If there’s a road that looks interesting and you’re traveling solo, you can simply turn and explore. You can follow your curiosity without compromise. Yes, that might sound a little selfish—but sometimes, having the freedom to be fully yourself and pursue what truly interests you is worth the initial challenges of solo travel. There’s no need to negotiate or talk it over. As a solo traveler, you get to honor your own preferences—and in doing so, you often discover more about what you truly enjoy… and what you’d rather avoid.

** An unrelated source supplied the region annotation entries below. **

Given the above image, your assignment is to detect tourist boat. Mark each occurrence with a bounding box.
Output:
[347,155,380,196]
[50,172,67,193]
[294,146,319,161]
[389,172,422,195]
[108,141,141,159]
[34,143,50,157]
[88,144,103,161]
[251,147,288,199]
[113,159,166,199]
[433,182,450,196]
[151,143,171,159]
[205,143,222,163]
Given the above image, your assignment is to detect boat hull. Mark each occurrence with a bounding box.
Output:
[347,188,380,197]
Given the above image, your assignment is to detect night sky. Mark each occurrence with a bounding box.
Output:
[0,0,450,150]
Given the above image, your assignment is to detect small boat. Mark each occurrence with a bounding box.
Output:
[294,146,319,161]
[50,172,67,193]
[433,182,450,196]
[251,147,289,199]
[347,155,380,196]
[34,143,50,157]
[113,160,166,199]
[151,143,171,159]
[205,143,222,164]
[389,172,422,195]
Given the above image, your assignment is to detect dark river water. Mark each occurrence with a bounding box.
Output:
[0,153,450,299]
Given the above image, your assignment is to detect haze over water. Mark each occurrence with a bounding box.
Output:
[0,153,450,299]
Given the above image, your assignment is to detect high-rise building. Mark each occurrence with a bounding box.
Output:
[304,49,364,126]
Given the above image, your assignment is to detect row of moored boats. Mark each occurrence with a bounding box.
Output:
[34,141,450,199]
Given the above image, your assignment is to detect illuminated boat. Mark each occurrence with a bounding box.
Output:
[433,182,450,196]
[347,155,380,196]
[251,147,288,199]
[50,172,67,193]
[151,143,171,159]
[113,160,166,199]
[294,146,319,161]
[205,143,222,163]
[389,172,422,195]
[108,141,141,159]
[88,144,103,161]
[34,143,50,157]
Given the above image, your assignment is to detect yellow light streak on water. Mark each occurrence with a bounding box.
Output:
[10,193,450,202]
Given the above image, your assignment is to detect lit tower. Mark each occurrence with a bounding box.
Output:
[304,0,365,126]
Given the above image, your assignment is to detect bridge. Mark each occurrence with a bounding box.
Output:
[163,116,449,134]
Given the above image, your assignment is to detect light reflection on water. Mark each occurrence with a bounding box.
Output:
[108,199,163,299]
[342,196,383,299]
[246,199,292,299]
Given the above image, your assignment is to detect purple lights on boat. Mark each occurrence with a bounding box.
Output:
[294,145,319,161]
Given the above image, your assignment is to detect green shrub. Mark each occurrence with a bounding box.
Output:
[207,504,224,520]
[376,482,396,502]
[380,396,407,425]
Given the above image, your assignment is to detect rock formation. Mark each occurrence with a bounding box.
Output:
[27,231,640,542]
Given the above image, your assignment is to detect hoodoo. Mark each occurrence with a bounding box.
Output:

5. You Can Explore Farther
There are things I’m pretty sure I could not have done—or not done as easily—if I’d been traveling with someone else. I’ve spent hours wandering museums at my own pace, including the Louvre and a fantastic art museum in Ubud, Bali. I got lost in a rainforest and a cloud forest until I figured out where I was. I once met a group of young Russian students in St. Petersburg—we played music and laughed late into the night. It was June, during the “White Nights,” so I had no idea what time it was.
Traveling solo has brought so many adventures and moments of joy. But I don’t believe I’ve just been lucky—I think it’s because I’ve been open. I’ve explored without preconceived ideas, and that’s made all the difference. From South America to Asia, I’ve had the chance to experience places and people on their own terms, without filtering them through someone else’s anxieties or biases.
Recently, my niece and I traveled through northern Mexico together, and it was great fun. Like me, she’s well-traveled—she’s actually been to more countries than I have. It was such a pleasure because she approached each place and person with curiosity and without judgment. Traveling with her reminded me why I usually prefer to travel solo: It’s rare to find a travel companion who’s genuinely open to anything. She was. Although we both agreed that our culinary boundary was scorpions on a stick.
It’s not always possible to travel with friends or family. But by choosing to go solo, you can plan the exact trip you want. If no one you know wants to go to Chile—but you do—then go. Do your research, compare flight options, look beyond traditional hotels, and consider local transport. One of my favorite stays was a traditional Japanese guest house I found on Agoda. No one spoke English, but the food was amazing, and it included a bathhouse and two meals a day. You won’t find that in a standard traveler’s hotel. And in Mexico, the express buses are fast, inexpensive, and comfortable—but you only learn that if you’re willing to look beyond the obvious.
So take the leap. Trust yourself. Pack light, bring your curiosity—and skip the Charmin.